Train and publish your document processing model
After you create your document processing model, you can train, test, and publish it to make it available.
Train and validate your model
Select Next to check your selected form fields. If everything looks good, select Train to train your model.
When training is completed, select Go to Details page on the Training complete screen.
Quick-test your model
On the details page, select Quick test.
You can either drag a document or select Upload from my device to upload your test file. The quick test should only take a few seconds before displaying the results.
Select Start over to run another test, or Close if you're finished.
Troubleshooting tips
If you have trouble training your model, try these suggestions:
If you don't see your training document, go to Training document isn't displayed on the document processing model details page for a possible resolution.
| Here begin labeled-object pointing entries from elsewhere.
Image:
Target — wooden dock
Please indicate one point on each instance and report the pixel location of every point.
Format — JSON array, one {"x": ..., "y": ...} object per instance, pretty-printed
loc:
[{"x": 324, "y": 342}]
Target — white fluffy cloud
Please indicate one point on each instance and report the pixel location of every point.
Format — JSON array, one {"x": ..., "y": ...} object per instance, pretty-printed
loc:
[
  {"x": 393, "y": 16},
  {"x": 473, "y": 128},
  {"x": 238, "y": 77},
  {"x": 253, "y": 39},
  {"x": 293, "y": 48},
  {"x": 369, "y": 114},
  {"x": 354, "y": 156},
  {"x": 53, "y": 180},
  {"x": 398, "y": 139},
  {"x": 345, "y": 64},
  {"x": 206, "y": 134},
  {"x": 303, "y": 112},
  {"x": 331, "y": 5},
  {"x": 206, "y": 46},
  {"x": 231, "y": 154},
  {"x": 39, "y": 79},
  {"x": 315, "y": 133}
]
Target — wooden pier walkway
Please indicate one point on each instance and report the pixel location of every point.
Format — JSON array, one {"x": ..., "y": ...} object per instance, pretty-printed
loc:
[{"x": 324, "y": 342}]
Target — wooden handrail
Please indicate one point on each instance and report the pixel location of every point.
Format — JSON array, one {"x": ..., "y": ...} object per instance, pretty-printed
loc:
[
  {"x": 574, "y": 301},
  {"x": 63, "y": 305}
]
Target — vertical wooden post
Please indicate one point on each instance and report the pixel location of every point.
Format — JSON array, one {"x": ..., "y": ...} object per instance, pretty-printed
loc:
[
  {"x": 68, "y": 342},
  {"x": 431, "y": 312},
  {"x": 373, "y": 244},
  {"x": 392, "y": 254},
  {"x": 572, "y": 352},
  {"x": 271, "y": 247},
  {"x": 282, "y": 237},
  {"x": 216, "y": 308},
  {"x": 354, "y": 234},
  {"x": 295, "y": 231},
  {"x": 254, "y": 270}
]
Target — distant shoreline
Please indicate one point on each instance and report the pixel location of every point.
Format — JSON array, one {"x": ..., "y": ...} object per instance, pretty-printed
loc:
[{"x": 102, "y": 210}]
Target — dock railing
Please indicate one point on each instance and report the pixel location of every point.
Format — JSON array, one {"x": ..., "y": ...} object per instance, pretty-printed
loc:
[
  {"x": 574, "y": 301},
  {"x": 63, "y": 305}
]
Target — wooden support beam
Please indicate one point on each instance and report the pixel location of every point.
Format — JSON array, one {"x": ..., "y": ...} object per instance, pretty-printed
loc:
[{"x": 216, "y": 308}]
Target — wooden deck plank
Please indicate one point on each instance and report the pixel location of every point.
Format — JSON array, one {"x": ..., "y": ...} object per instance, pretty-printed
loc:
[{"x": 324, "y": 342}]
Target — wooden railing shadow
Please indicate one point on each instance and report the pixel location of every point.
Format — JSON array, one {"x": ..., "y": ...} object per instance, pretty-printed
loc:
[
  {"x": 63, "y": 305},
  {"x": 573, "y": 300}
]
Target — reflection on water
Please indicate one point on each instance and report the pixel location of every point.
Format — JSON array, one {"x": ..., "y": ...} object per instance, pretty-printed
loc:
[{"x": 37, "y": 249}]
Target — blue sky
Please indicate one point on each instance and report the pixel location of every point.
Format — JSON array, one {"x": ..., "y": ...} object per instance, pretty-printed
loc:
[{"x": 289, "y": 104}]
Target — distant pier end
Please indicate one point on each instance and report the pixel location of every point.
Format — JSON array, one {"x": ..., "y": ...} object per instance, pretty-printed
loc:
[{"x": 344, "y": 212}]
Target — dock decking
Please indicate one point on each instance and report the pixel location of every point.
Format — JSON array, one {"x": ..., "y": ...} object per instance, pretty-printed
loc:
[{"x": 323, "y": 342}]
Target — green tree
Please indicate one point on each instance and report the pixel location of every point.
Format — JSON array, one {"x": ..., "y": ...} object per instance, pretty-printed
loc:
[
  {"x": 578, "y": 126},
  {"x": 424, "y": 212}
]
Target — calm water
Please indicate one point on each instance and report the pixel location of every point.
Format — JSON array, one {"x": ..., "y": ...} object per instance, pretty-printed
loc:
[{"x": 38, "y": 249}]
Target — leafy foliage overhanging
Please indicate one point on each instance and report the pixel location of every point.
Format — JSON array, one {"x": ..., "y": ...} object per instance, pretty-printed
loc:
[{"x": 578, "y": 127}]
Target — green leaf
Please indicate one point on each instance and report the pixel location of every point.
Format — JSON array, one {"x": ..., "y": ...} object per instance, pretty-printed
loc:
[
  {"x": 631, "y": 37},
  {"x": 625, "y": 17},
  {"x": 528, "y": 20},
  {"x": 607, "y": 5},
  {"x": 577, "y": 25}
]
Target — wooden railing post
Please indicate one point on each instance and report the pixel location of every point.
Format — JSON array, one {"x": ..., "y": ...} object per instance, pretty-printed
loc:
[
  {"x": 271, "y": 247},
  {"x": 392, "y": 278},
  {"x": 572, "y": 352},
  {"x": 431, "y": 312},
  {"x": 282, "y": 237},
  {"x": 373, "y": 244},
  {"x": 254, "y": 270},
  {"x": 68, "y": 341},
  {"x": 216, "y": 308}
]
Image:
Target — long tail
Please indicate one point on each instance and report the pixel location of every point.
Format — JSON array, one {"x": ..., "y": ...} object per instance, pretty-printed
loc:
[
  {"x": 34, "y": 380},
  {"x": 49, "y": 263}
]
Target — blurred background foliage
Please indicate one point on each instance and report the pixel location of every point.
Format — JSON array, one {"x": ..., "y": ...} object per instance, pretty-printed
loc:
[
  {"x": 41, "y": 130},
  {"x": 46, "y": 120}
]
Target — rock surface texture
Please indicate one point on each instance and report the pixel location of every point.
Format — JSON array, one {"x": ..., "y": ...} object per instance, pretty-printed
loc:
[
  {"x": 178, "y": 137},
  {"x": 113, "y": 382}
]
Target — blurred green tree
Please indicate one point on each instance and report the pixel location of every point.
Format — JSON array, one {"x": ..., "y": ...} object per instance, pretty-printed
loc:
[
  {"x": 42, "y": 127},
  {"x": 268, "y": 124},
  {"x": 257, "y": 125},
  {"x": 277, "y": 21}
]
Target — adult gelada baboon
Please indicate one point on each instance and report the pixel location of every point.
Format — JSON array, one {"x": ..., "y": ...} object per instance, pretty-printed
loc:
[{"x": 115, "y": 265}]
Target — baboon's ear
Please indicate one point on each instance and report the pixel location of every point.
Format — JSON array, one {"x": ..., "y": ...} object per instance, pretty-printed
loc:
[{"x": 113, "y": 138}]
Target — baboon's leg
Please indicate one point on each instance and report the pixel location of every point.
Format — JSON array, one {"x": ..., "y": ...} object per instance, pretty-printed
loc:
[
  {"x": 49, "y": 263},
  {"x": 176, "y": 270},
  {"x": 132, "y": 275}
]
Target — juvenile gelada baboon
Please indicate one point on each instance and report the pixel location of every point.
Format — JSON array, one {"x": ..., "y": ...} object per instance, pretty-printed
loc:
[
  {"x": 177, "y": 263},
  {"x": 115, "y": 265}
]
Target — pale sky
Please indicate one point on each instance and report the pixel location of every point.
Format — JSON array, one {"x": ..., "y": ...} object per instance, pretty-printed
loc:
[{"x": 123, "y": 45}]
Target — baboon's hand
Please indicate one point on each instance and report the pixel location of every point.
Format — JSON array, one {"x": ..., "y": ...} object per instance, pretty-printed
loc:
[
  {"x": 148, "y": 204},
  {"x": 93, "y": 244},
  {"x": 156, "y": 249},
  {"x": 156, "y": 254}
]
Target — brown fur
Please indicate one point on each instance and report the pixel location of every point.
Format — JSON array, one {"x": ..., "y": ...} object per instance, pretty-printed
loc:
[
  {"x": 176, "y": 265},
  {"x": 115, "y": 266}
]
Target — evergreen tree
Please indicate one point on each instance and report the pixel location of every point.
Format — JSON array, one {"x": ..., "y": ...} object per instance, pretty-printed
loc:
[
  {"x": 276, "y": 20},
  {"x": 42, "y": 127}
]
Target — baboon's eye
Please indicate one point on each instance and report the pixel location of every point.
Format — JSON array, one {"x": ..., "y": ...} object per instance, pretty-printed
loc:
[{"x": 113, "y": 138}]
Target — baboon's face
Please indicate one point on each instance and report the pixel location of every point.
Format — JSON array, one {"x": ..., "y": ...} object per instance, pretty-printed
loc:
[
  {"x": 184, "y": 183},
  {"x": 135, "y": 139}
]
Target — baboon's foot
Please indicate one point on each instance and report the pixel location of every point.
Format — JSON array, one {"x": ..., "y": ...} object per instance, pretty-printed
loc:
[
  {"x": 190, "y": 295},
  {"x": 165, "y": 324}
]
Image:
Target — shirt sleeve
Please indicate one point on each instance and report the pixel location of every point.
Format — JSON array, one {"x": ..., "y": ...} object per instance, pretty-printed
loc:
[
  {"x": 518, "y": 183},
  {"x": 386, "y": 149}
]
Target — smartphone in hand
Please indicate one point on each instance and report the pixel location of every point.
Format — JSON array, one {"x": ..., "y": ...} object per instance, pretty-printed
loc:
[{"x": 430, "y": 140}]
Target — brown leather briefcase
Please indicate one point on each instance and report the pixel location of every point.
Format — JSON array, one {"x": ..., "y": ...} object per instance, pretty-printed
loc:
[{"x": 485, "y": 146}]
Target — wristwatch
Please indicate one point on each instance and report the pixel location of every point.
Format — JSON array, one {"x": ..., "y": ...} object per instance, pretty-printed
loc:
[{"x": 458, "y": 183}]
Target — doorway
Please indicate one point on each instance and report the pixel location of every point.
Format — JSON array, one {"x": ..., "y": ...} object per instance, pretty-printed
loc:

Make sure your data meets the guidelines listed in document processing model requirements and limitations.
Learn how you can improve the performance of your document processing model.
Download sample material and use it for testing.
Publish your model
If you're happy with your model, you can select Publish to publish it. When publishing is complete, your model is promoted as Published and is ready to be used. More information: Publish your model in AI Builder
After publishing your form-processing model, you can use it in a Power Apps canvas app or in Power Automate.
Limitations
Calls made per environment across document processing models, including prebuilt models like receipt processing and invoice processing, are limited to 360 calls per 60 seconds.
If file processing exceeds 90 seconds during a quick test, you encounter a 408 - Dependency Timeout error. The reason is that the quick test is designed with a 90-second time-out limit. To ensure smooth testing, use files with fewer pages and a smaller size. For larger files, we recommend that you create a Power Automate flow to validate them. The Power Automate flow uses the
Predict
operation, which offers a 60-minute time-out. This makes it ideal for testing large files efficiently.